The studies demonstrate that patents can be a springboard for success for smaller companies and make all the difference to a business, especially in gaining access to funding - which is one of the most pressing issues for many small enterprises.
Each case study features a number of "takeaway" points highlighting factors that have contributed to successful IP strategies and IP management. These include the potential for using customer feedback in developing innovations and the benefits of regular consultations between in-house IP practitioners and management. The case studies highlight how readily available patent information enables companies to analyse the prior art, the applicable freedom to operate and the competitive landscape for specific patents. The case studies also emphasise the advantages of increasing IP awareness throughout the company through training. The EPO's Academy is using the case studies in a series of training activities supporting SMEs and their advisors across Europe.
The companies featured in the case studies talk about what they expect from the future Unitary Patent and Unified Patent Court, including time and cost savings, and the increased legal certainty across the EU market.

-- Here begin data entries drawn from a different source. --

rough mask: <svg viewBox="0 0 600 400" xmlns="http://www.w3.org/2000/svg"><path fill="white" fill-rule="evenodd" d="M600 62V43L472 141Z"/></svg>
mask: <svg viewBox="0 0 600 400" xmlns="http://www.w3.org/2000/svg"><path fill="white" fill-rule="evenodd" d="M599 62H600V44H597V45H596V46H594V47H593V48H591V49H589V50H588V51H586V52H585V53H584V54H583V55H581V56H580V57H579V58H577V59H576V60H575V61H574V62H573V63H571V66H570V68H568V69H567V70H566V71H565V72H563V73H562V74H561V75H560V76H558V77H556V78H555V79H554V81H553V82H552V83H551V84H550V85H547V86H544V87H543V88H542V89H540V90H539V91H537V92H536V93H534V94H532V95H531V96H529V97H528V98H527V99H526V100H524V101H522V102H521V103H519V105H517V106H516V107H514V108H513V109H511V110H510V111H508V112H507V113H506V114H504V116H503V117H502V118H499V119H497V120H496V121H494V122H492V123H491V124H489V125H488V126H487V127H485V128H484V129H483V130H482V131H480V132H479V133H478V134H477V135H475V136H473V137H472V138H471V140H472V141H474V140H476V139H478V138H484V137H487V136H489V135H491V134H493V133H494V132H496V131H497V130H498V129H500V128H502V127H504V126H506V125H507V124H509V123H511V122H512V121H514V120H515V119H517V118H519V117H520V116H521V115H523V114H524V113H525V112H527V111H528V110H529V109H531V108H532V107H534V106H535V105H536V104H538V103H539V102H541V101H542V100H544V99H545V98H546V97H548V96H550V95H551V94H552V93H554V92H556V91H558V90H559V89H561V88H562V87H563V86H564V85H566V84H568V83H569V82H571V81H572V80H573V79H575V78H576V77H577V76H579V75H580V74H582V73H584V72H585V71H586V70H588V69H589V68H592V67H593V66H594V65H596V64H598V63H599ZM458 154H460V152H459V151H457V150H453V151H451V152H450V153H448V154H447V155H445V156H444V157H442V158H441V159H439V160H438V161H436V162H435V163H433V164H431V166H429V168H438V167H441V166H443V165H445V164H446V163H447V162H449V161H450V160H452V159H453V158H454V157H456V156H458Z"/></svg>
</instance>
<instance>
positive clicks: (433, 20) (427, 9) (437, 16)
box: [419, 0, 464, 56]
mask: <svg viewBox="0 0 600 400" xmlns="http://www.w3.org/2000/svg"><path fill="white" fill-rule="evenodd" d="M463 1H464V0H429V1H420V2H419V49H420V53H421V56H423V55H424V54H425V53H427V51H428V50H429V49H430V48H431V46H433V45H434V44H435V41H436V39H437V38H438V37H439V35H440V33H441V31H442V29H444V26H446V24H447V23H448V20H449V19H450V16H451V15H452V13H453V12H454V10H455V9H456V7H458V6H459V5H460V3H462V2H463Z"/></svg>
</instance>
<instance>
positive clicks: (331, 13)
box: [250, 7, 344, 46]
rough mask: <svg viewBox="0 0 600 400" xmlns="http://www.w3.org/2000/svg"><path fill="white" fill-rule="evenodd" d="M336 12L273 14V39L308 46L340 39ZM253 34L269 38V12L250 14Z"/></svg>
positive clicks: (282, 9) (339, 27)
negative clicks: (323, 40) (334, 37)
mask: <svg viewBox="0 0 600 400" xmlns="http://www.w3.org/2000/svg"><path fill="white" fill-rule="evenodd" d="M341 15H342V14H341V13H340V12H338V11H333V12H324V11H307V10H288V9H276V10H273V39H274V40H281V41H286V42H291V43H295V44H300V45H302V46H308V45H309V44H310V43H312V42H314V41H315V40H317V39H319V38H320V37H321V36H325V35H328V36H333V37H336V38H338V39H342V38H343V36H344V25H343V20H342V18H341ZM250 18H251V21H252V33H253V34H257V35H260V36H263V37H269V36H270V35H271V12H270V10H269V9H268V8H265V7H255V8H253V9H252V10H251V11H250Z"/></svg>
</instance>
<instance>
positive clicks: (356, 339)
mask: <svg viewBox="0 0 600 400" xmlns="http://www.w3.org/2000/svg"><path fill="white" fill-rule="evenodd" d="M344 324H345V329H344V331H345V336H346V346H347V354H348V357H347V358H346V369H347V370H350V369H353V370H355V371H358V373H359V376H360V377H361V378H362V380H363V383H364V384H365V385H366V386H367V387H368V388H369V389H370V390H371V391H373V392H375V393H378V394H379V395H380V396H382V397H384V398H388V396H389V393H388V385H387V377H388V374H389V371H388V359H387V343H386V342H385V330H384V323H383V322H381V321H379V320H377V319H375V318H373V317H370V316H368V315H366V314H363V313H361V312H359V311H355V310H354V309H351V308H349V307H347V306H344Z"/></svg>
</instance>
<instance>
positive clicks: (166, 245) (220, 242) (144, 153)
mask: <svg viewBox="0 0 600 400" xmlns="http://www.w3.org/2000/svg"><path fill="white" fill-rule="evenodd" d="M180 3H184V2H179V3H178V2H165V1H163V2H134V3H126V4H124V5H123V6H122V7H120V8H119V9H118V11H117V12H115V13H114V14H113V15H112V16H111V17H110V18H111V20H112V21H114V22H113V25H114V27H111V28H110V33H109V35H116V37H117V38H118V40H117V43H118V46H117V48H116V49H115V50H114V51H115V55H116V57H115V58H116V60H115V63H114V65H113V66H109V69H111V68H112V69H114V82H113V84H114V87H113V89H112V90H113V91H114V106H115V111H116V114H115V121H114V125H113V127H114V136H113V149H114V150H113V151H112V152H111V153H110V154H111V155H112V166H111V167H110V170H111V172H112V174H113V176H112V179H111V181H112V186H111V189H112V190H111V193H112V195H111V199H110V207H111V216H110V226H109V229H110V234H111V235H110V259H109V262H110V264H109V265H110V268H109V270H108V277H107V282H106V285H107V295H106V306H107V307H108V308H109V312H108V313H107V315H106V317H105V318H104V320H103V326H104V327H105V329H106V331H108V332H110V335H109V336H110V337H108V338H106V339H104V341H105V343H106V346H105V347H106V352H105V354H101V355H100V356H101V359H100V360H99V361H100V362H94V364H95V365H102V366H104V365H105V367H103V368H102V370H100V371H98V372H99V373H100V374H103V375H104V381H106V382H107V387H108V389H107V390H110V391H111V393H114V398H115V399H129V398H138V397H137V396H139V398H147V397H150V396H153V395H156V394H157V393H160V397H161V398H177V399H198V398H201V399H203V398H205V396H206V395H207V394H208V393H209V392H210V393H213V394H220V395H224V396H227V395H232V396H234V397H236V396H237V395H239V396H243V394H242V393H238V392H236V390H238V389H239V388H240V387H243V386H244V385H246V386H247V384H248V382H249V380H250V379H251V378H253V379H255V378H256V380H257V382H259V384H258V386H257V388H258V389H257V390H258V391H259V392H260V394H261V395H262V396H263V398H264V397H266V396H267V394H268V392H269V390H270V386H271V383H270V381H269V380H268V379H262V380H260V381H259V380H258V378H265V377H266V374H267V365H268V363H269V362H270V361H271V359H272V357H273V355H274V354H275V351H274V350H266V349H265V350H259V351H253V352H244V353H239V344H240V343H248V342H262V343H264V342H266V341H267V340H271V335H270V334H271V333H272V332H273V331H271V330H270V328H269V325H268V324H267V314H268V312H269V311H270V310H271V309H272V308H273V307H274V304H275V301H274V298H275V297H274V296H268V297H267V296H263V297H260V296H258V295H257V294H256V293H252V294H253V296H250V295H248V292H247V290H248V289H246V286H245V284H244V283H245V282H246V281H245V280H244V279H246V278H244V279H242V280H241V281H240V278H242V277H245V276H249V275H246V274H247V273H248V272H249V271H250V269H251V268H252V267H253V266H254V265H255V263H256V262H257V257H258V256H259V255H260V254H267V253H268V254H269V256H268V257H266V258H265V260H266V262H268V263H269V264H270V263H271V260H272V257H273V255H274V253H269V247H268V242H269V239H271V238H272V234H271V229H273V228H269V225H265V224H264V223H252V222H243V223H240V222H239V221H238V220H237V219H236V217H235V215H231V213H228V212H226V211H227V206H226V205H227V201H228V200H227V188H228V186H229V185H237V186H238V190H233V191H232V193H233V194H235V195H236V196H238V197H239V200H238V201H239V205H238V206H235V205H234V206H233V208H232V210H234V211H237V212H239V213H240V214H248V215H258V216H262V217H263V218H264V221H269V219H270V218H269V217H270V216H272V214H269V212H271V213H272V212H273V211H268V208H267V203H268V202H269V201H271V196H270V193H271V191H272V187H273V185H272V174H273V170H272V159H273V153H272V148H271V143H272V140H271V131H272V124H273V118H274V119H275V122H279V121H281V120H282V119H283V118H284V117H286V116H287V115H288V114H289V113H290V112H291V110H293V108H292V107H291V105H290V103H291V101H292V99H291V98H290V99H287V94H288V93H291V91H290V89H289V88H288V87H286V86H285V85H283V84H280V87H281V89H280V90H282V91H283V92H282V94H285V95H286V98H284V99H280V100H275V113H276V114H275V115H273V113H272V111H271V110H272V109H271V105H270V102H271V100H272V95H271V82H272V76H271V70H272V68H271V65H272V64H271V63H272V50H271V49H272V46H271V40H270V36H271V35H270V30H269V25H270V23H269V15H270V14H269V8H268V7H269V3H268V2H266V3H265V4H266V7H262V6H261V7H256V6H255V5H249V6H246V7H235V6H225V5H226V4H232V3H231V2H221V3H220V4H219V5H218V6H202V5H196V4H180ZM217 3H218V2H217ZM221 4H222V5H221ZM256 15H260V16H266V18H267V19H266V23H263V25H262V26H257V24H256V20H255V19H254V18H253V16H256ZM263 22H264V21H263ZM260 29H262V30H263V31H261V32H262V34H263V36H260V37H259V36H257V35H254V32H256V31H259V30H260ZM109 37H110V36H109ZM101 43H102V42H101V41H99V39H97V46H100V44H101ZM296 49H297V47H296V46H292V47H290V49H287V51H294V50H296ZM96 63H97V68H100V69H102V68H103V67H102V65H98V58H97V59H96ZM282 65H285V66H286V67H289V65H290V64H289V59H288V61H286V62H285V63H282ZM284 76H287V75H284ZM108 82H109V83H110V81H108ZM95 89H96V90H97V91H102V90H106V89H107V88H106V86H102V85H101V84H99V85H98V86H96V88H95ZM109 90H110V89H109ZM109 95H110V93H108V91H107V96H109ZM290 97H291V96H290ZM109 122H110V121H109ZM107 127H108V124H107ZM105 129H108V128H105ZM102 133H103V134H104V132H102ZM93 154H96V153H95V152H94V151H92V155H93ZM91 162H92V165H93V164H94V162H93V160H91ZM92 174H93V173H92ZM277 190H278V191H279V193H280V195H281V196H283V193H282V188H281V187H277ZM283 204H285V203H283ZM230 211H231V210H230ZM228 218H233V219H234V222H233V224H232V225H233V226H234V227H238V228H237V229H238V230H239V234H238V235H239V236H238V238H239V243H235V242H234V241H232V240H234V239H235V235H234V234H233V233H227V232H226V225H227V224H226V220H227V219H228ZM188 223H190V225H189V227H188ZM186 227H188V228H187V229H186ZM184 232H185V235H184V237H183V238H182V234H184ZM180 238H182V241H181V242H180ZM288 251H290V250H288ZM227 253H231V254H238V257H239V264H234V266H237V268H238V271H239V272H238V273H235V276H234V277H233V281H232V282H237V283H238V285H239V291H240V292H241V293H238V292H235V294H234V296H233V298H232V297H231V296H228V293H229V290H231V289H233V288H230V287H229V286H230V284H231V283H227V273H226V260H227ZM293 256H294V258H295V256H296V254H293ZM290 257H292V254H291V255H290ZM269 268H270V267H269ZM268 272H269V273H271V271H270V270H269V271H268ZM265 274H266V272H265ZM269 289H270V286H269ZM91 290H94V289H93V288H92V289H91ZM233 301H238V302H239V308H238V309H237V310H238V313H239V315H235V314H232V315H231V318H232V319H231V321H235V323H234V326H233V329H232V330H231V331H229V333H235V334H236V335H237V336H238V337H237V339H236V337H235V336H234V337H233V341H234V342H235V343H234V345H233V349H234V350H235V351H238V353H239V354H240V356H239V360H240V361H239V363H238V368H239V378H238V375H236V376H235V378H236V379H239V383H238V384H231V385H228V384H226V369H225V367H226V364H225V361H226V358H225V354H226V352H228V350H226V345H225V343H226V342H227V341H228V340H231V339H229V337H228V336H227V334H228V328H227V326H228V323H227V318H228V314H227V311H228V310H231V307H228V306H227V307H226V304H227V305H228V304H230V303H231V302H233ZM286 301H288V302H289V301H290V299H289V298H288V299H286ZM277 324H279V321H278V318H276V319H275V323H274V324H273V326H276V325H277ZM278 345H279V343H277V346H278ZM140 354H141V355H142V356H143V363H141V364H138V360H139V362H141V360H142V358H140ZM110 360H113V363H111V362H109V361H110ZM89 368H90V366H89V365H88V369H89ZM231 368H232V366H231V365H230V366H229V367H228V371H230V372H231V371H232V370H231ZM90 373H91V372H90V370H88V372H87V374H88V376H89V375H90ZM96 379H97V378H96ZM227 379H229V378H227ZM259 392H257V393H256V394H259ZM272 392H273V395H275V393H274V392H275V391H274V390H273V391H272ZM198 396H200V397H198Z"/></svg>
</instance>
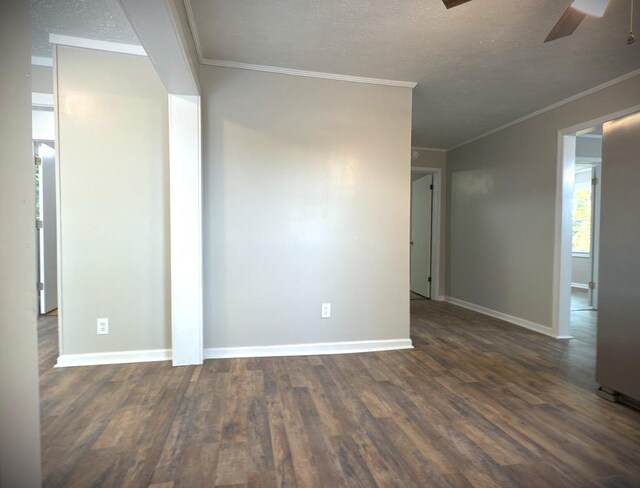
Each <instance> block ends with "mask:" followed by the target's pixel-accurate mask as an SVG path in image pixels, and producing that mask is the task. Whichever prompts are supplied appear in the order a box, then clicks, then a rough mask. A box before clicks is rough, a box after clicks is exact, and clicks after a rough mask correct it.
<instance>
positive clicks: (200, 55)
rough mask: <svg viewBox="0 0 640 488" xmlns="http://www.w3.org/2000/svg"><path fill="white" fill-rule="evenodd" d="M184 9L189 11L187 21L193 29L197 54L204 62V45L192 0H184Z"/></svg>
mask: <svg viewBox="0 0 640 488" xmlns="http://www.w3.org/2000/svg"><path fill="white" fill-rule="evenodd" d="M184 9H185V11H186V12H187V23H188V24H189V29H191V37H193V43H194V45H195V46H196V54H197V55H198V60H199V61H200V64H202V59H203V56H202V46H201V44H200V36H199V35H198V28H197V27H196V18H195V16H194V15H193V7H192V6H191V1H190V0H184Z"/></svg>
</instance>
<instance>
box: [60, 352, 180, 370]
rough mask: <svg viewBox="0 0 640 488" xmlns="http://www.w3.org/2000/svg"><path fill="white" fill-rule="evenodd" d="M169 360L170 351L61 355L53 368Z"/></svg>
mask: <svg viewBox="0 0 640 488" xmlns="http://www.w3.org/2000/svg"><path fill="white" fill-rule="evenodd" d="M170 359H171V349H150V350H145V351H120V352H96V353H89V354H63V355H62V356H59V357H58V362H57V363H56V366H55V367H56V368H67V367H72V366H98V365H103V364H126V363H146V362H152V361H168V360H170Z"/></svg>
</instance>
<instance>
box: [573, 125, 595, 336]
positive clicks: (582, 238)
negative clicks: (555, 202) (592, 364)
mask: <svg viewBox="0 0 640 488" xmlns="http://www.w3.org/2000/svg"><path fill="white" fill-rule="evenodd" d="M570 137H575V156H574V169H573V173H574V181H573V198H572V227H571V231H572V235H571V314H570V333H571V335H572V336H574V337H580V336H585V335H586V336H588V337H590V338H592V339H594V338H595V335H596V326H597V309H598V291H599V286H598V263H599V249H600V245H599V244H600V201H601V198H600V183H601V179H602V124H598V125H595V126H593V127H590V128H588V129H584V130H580V131H577V132H576V133H575V134H570Z"/></svg>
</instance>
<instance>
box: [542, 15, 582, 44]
mask: <svg viewBox="0 0 640 488" xmlns="http://www.w3.org/2000/svg"><path fill="white" fill-rule="evenodd" d="M586 16H587V14H585V13H584V12H581V11H580V10H576V9H575V8H573V7H569V8H568V9H567V10H565V12H564V14H562V17H560V20H559V21H558V23H557V24H556V25H555V26H554V27H553V29H551V32H549V35H548V36H547V38H546V39H545V40H544V42H549V41H554V40H556V39H560V38H561V37H567V36H570V35H571V34H573V33H574V31H575V30H576V29H577V28H578V26H579V25H580V22H582V21H583V20H584V18H585V17H586Z"/></svg>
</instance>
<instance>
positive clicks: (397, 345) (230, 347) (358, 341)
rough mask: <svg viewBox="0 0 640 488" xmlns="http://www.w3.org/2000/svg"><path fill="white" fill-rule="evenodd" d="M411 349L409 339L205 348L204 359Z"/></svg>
mask: <svg viewBox="0 0 640 488" xmlns="http://www.w3.org/2000/svg"><path fill="white" fill-rule="evenodd" d="M396 349H413V345H412V344H411V339H392V340H387V341H354V342H327V343H318V344H291V345H284V346H255V347H213V348H205V350H204V358H205V359H219V358H259V357H273V356H318V355H323V354H351V353H357V352H374V351H391V350H396Z"/></svg>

In order to quantify these benefits, the EPO published a study in October 2017 that looked at the potential impact on the European economy of greater harmonisation of EU patent protection.
The study, Patents, Trade and FDI in the European Union, was conducted by a team of economists from the EPO, the University of Colorado Boulder and the London School of Economics. It found that greater harmonisation of patent protection in the EU could significantly enhance technology transfer through greater trade and foreign direct investment (FDI). It also found that improved harmonisation of Europe's patent system has the potential to increase trade and FDI in high-tech sectors in the EU by up to 2% and 15% respectively. This could lead to annual gains of EUR 14.6 billion in trade and EUR 1.8 billion in FDI.
According to the study, while patents already have a positive effect on trade and FDI in Europe, their impact is currently hindered by the lack of truly barrier-free EU-wide patent protection. Today companies are still faced with a fragmented system following the grant of a patent by the EPO. These include national validation and maintenance fees payable in each country in which protection is desired. In addition, patents are subject to uneven levels of national protection and to the risk of parallel litigation, with the potential for different outcomes in different countries.
The Unitary Patent will address these shortcomings. By cutting overall costs dramatically, it will facilitate access to the European technology market, particularly for SMEs, universities and research centres.